A traditional Japanese garden is a place of peace, tranquillity and harmony, a place where all the senses are satisfied.
Sounds like they’ve got it about right!

We distinguish colour through receptors at the back of the eye. The receptors decipher the various light wavelengths that are reflected from surfaces into individual stimuli that our brain converts into colour. The human brain can distinguish well over 6,000,000 colours!

Brain stimulation resulting from the varying wavelengths of light picked up by our eyes produces an energy as the brain identifies the colour. This energy can have an intense affect on our moods; Look at the basic colour wheel below...some of the colours appear more dominant or ‘energized’ and you cant help noticing them, particularly yellow! In fact it is said that babies cry more, and there are even more arguments in yellow rooms! On the other hand, pink is a more tranquillizing colour and due to it’s calming affect has often been used to paint the walls in jails.

The Colour Wheel
 
Contrasting; Different sides of the wheel.
Opposing combinations such as red & yellow, or yellow & blue, do not compete and tend to make each ‘glow’

Complimentary; Directly opposite each other.
Still opposing and giving the maximum contrast without competing. Combinations such as red & green, yellow & purple or blue & orange.

Harmonizing; Colours that adjoin each other.
The colours ‘blend’ in with each other and appear to form sections of unified colour. Combinations of red & orange, yellow & green, blue & purple’.

 

Colour in the Garden

Colour has a major influence in landscape design and when helping to decide on a colour scheme it is a good idea to have an idea of the relationship between colours and the different affects they can have.

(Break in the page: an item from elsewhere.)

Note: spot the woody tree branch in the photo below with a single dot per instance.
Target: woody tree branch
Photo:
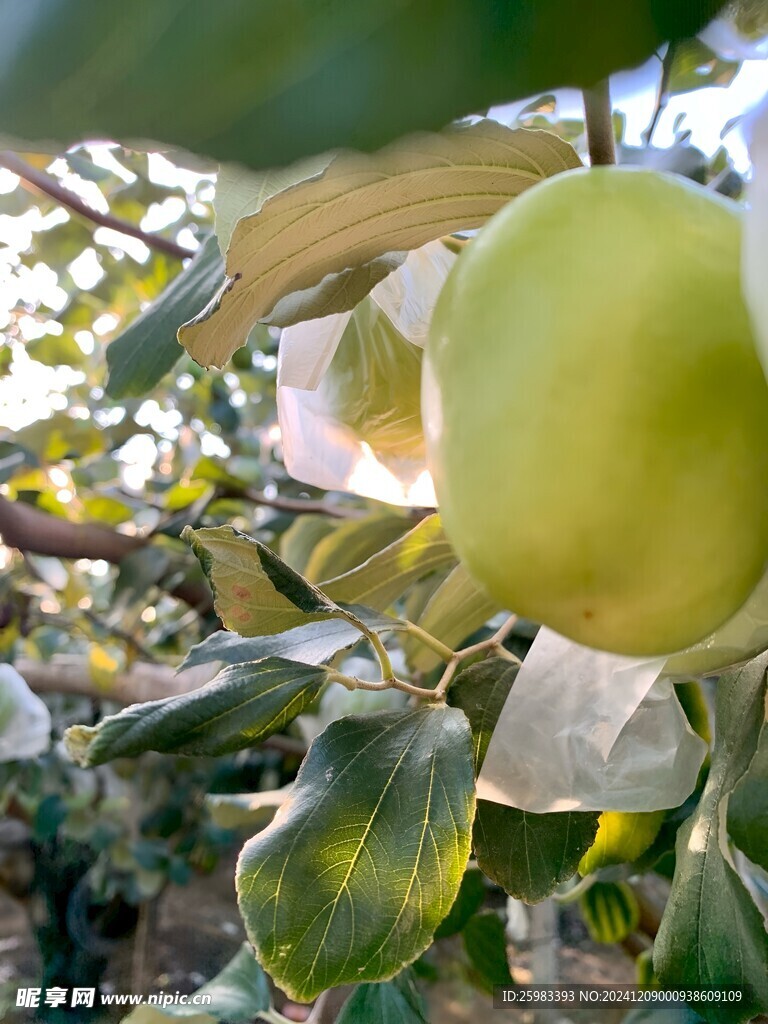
(38, 181)
(33, 530)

With the addition of tints or lighter or pastel colours and shades or deeper or darker colours, the range of hues are countless. However, whatever the colour, tint or shade the principles of colour relationship based on the colour wheel still remains.
When looking at the colours on the wheel some appear to leap out at you, grabbing your attention! - these are the hot colours; with their respective tints appearing warm. Some colours appear not so dominant and more stable - they are the cold colours; with tints of them appearing cool.

•  Hot, warm colours are advancing...red, yellow, orange.
•  Cold, cool colours are receding...blue, green, purple.

The garden’s ambience will vary as the result of using contrasting, complimentary or harmonizing colour schemes. Harmonizing colours, particularly the pastels can be used to soften an area creating a landscape restful to look at and be in. Pastel tints tend to widen or extend an area, particularly useful for background or distance planting in a small garden. Contrasting schemes on the other hand enliven, enrich and emphasize. Bright colours, hot colours are useful for sunny patios, to emphasize features, or to bring forward. The huge range of greys and white are neutral and as such useful to separate or harmonize with other colours. Plants such as Lavender, Stachys, Artemisia, Rosemary, Senecio, etc. The careful use of colour should also extend to hard landscape.

Colours are often used by plants to attract insects whilst others are used for camouflage, or to warn off predators. Colours that naturally occur in spring are the bright new greens of emerging leaves, the rich yellows of daffodils and forsythia, the pinks, blues and reds of tulips, pansies, anemones and peonies. Summer has the brightest sun and brings the bright yellows, oranges and reds of roses, sunflowers, lilies, lupins and petunias for example. Autumn is the time of the blues of the asters set against a backdrop of golden birch and the crimson, gold's, blazing reds and purple of virginian creeper, maples, stags horn. Winter has the clearest days and is the time to enjoy soft greens, blues and greys set against striking bark of red, and gold.

Remember that the majority of colour comes from foliage for most of the year and some impressive displays can be created using combinations of leaf colour. Bear in mind variegated leaves look different from a distance; they normally appear lighter.

The human brain can detect well over 10.000 various smells via the nose! Obviously not all of these are pleasant but a waft from a cottage garden in high summer certainly is! The smell from the garden is often evocative - from a bonfire in the distance to the sweet jasmine on a warm summer evening. The fragrance of a flower can lift the spirits, ease tension and create a state of well-being.

Fragrance in the Garden

Flowers have glands called nectaries that are responsible for producing a sweet liquid to attract and reward pollinators, normally animals. The scent, known as volatile compounds, is part of the attraction process, for example - flowers pollinated by bats or moths are particularly strongly scented.

The use of plants specifically for their scent to not only ‘ease the mind’ but many ailments as well is not a recent development. It’s common knowledge that the Romans where responsible for introducing a good proportion of the plants we now grow in the garden today. Many plants they collected from around their empire were favoured for their fragrance; roses and lilies were two such plants. Throughout history aromatic plants have been essential to keep the air sweet! Fragrance Therapy is an up and coming science in it’s own right and is now becoming widely accepted.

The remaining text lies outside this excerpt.